Schools will be required to have as many lockdown drills during the year as they do evacuation drills, under a bill, Senate Bill, 790, filed by Sen. Jeff Brandes, R-St. Petersburg.
On the heels of the Newtown, Conn., school shooting in December, the School Emergency Procedures is intended to prepare students, teachers, and support personnel for potentially dangerous situations at their schools.
The goal is to enact straightforward solutions that can be implemented now to increase safety for our students Brandes stated in a release.
As a military officer I used after-action reports as an invaluable tool to improve my units performance. It is my expectation that this tool will also improve the safety procedures at our educational institutions.
The bill requires that schools have at least as many emergency lockdown drills as they have emergency evacuation drills per year.
Local law enforcement and fire officials would be encouraged to participate in emergency lockdown drills and provide recommended improvements for school safety. Schools would also be required to do post-drill reports to set best practices and identify safety concerns.
No cost estimate has been made on requiring each school district to conduct the drills and accompanying post-report reports.
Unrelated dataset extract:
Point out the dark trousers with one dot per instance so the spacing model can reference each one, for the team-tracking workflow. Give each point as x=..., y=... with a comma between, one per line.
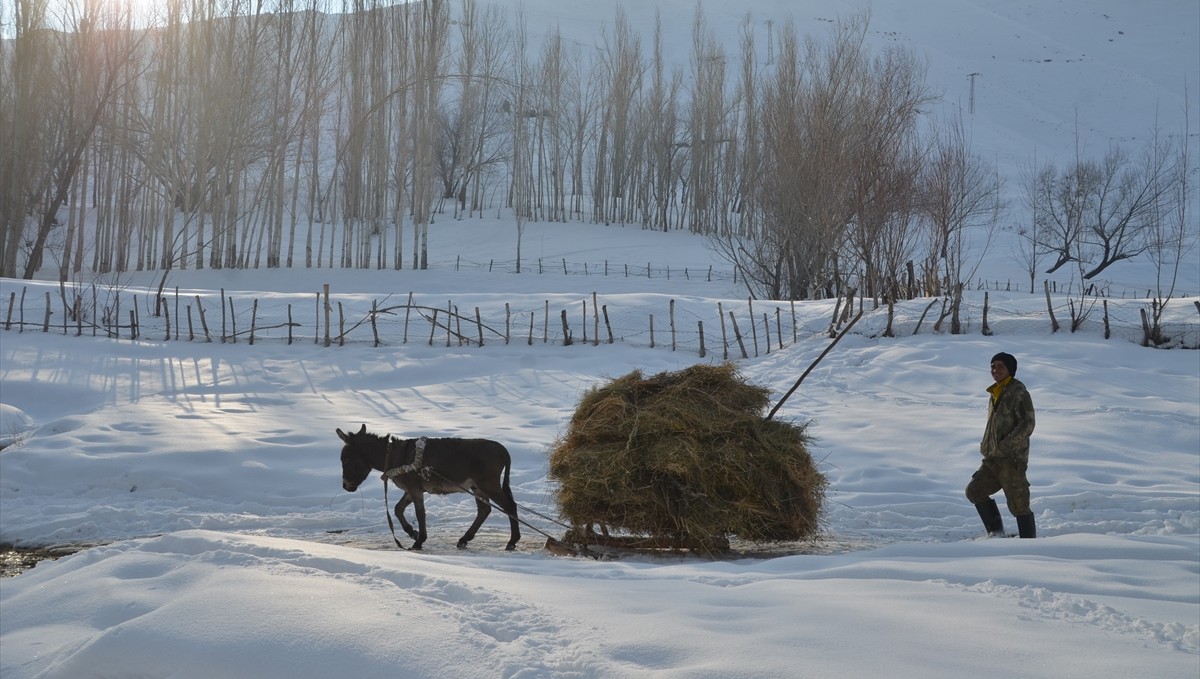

Currently, Florida school districts spend about $70 million for security, of which most goes into middle and high school resource officers.
Florida School Boards Association Director Wayne Blanton has estimated that additional security demands that have been called for in reaction to Newtown could top $100 million, by bringing in additional officers, cameras and locks.
While legislators continue to discuss how Florida should react to Newtown, Sen. David Simmons, R-Altamont Springs, has said until societys behavior is cleaned up, no amount of prevention, additional cameras, fences, security buzzers, lock-down drills or added security -- armed or unarmed -- will help reduce violence at schools.